= Pontius Telesinus =

Italic Samnite leader (died 82 BC)

Pontius Telesinus (died 2 November 82 BC) was the last independent leader of the Italic Samnites before their annexation by the Roman Republic. A fierce patriot, he was one of the rebel commanders in the Social War (91–87 BC) against Rome, leading the last remnants of the rebellion in southern Italy after the main uprising had already been suppressed. He intervened in the Roman civil wars of the 80s BC in an attempt to improve his and his people's position, but picked the losing side and was killed in 82 BC following the Battle of the Colline Gate against the Roman general Sulla.

==Life==
The Samnites were a people who inhabited central and southern Italy, and had fought several wars against the Roman Republic before being subjugated in the third century BC. Pontius Telesinus claimed descent from Gaius Pontius, the Samnite leader who had humiliated the Romans at the Caudine Forks in 321 BC. The surname (cognomen) "Telesinus" indicates an origin in Telesia. Several Roman sources list Pontius as one of the leaders of the Samnites during the Social War against Rome in 91 BC, holding the rank of "praetor", but no specific actions of his in the main part of the conflict are known. (Note: The sources may have confused Telesinus's role in the later stage of the rebellion and subsequent civil wars with the main period of the Social War itself.) The rebellion collapsed by 88 BC, but Telesinus appears to have led the remnants of the Italian resistance to Rome in Lucania and Bruttium. In late 88 or early 87 BC, he and other remaining rebel leaders (Note: Diodorus Siculus gives a garbled set of names which includes Marcus (L)a(m)ponius and "Pompeius". The latter name is thought to be a corruption of "Pontius", especially since Telesinus and Lamponius operated in conjunction with each other elsewhere. On the other hand, E.T. Salmon also proposed interpreting Pompeius as Papius Mutilus, another Samnite commander.) besieged Isiae in Bruttium and Rhegium on the strait of Messina, but were repelled by the Roman governor of Sicily, Gaius Norbanus. Nonetheless, they were able to make peace with Rome on favorable terms by siding with the Roman consul Cornelius Cinna in the civil war of 87 BC.

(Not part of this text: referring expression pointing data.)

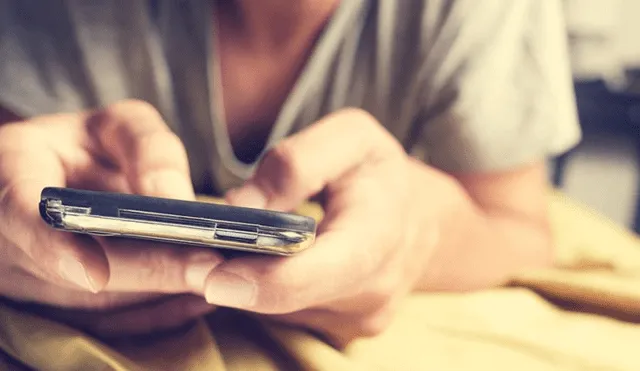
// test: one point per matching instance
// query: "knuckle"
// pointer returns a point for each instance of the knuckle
(158, 147)
(280, 292)
(377, 322)
(133, 107)
(162, 270)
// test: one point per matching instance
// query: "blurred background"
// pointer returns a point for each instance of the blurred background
(604, 170)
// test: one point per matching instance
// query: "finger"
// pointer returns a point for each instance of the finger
(338, 265)
(302, 165)
(134, 136)
(157, 267)
(59, 257)
(143, 319)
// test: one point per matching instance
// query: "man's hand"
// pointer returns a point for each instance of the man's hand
(391, 225)
(123, 148)
(366, 256)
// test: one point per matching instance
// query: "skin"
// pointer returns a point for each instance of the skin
(392, 226)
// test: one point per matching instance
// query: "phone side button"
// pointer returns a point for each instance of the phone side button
(236, 235)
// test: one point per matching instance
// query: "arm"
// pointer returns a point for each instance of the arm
(490, 225)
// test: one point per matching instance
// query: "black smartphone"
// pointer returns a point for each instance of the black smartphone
(182, 222)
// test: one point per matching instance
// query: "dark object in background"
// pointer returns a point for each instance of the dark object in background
(603, 111)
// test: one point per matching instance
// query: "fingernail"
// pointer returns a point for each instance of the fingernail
(169, 184)
(248, 195)
(196, 274)
(73, 271)
(198, 308)
(230, 290)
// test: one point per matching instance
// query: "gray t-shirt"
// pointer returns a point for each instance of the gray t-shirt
(465, 85)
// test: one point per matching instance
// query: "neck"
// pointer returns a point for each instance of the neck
(275, 23)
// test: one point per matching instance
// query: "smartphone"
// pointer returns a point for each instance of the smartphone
(182, 222)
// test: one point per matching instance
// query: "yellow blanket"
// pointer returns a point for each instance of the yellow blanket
(580, 315)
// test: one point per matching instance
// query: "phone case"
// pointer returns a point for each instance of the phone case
(184, 222)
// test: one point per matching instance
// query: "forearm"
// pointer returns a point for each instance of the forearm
(477, 246)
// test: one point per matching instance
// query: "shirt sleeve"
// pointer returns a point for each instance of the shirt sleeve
(498, 91)
(40, 68)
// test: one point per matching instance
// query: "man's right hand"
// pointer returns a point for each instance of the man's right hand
(124, 148)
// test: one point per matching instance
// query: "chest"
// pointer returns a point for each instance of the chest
(254, 86)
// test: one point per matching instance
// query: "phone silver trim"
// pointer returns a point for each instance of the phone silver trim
(201, 232)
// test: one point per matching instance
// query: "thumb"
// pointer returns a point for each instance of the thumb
(133, 135)
(302, 165)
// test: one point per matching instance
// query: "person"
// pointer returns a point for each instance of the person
(422, 127)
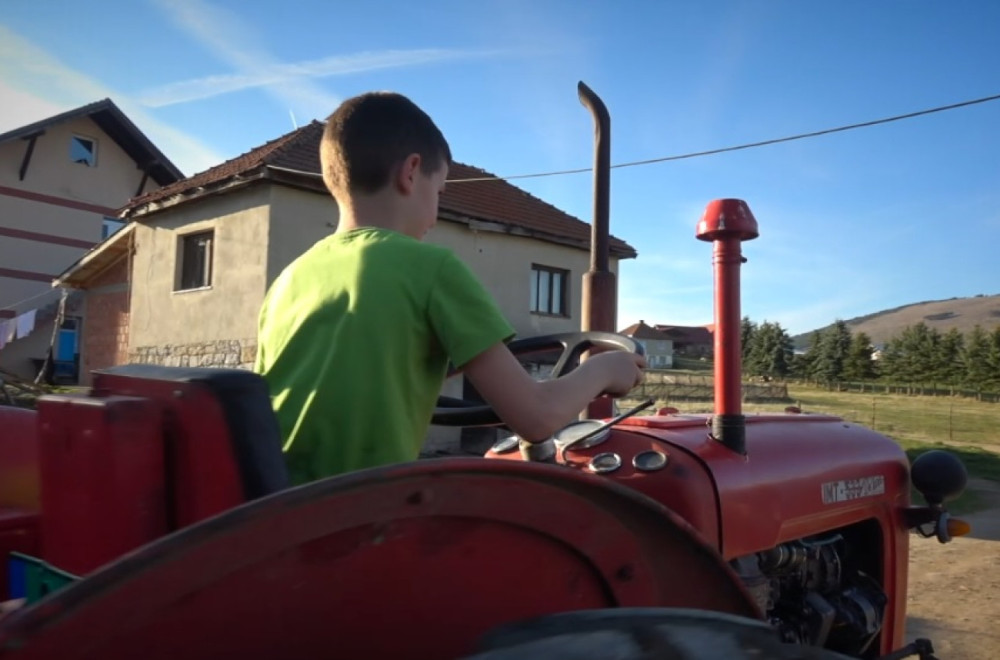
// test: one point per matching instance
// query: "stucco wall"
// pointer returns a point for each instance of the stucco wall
(185, 321)
(503, 263)
(111, 182)
(298, 219)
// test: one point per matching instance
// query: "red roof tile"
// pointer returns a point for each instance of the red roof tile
(495, 200)
(642, 331)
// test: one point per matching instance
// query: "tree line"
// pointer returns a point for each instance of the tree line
(918, 354)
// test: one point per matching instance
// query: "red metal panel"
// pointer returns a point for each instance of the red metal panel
(19, 480)
(684, 485)
(414, 561)
(102, 475)
(18, 533)
(776, 492)
(203, 475)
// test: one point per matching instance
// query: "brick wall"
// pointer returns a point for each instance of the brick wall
(105, 330)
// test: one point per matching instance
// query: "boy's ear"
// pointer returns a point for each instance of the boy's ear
(407, 174)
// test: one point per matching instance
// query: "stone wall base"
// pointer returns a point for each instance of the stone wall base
(231, 353)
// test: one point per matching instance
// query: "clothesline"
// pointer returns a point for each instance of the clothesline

The Samnites took up arms again in 82 BC, together the allied Lucanians, to aid the Roman government in another civil war, this time against the renegade Roman general Sulla. Pontius Telesinus's younger brother and a contingent of Samnites were among the forces of the Roman consul Marius which fought Sulla at the Battle of Sacriportus. They were heavily defeated and subsequently besieged at Praeneste. After the victory, Sulla took the city of Rome. Hearing of this disaster, Pontius Telesinus and the Lucanian leader Marcus Lamponius raised a large force to relieve Marius at Praeneste, but, finding that Sulla's armies were both blocking the road to the city and threatening their rear, decided instead to march towards Rome, encamping near the Colline Gate.

Some Roman sources present the Samnites as a self-interested party who took advantage of the civil war to undermine the Roman Republic while pretending to aid the cause of Marius. According to Florus, they laid waste to Campania, while Velleius Paterculus described Telesinus as a man "brave in spirit and in action and hating to the core the very name of Rome". Velleius also said the Samnites planned to destroy the city of Rome itself; according to him, Telesinus exclaimed to his men:

"The last day is at hand for the Romans. These wolves that made such ravages upon Italian liberty will never vanish until we have cut down the forest that harbors them."

Later historians were sceptical of this, wondering whether the Samnites, as participants of a Roman inter-factional conflict, would have really acted in such manner. On 1 November 82 BC, the Samnites and Lucanians were defeated at the Battle of the Colline Gate, which lasted into the night. Telesinus was found on the following day mortally wounded on the field; according to Velleius, he had the look of a conqueror in his face despite the defeat. His head was cut off and paraded before the walls of Praeneste, where Marius and Telesinus's brother then committed joint suicide in despair.

As Ollivier described, a skilled general and ardent patriot like Telesinus formed the center and focus of the Samnites' efforts for self-determination; with the loss of their natural leader, the Samnites scattered and their war effort collapsed. With Telesinus ended the last expression of resistance by the Samnites against Roman domination.

Pontius Telesinus may be an ancestor of Pontius Pilatus (Pilate), a first century Roman governor of Judaea mentioned in Christian texts as presiding over the execution of Jesus.